Mexico closes oil ports due to bad weather
MEXICO CITY (Reuters) - Mexico closed all of its main oil exporting ports on Wednesday due to bad weather, the transport ministry said on its Web site.
The Gulf of Mexico ports of Dos Bocas, Cayo Arcas and Pajaritos in Coatzacoalcos, which together ship around 80 percent of Mexico's oil exports, were shut in the morning, as was the smaller Pacific coast oil port of Salina Cruz.
A late-afternoon update by the ministry confirmed the closures were still in place. The next update was due on Thursday morning.
In all, a dozen commercial ports were closed, along with dockside loading points, as a cold front brought strong winds, high seas and poor visibility to the Mexican Gulf.
A Pemex spokeswoman said the closures should mean only minor delays to exports and that shipping could resume as early as Thursday morning if the weather improved.

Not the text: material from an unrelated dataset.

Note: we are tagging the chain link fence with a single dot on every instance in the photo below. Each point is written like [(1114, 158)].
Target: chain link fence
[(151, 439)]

"It will not affect production or exports. If (the ports) open tomorrow we will send what would have been shipped today," a Pemex spokeswoman said.
Mexico is the world's No. 9 exporter of crude oil, shipping an average of 1.7 million barrels per day in 2007, and a top three supplier to the United States, which buys roughly 80 percent of Mexican exported oil.
Pemex's exports have been repeatedly disrupted in recent months by bad weather that has halted shipments for days at a time and in some cases triggered the evacuation of oil rig workers.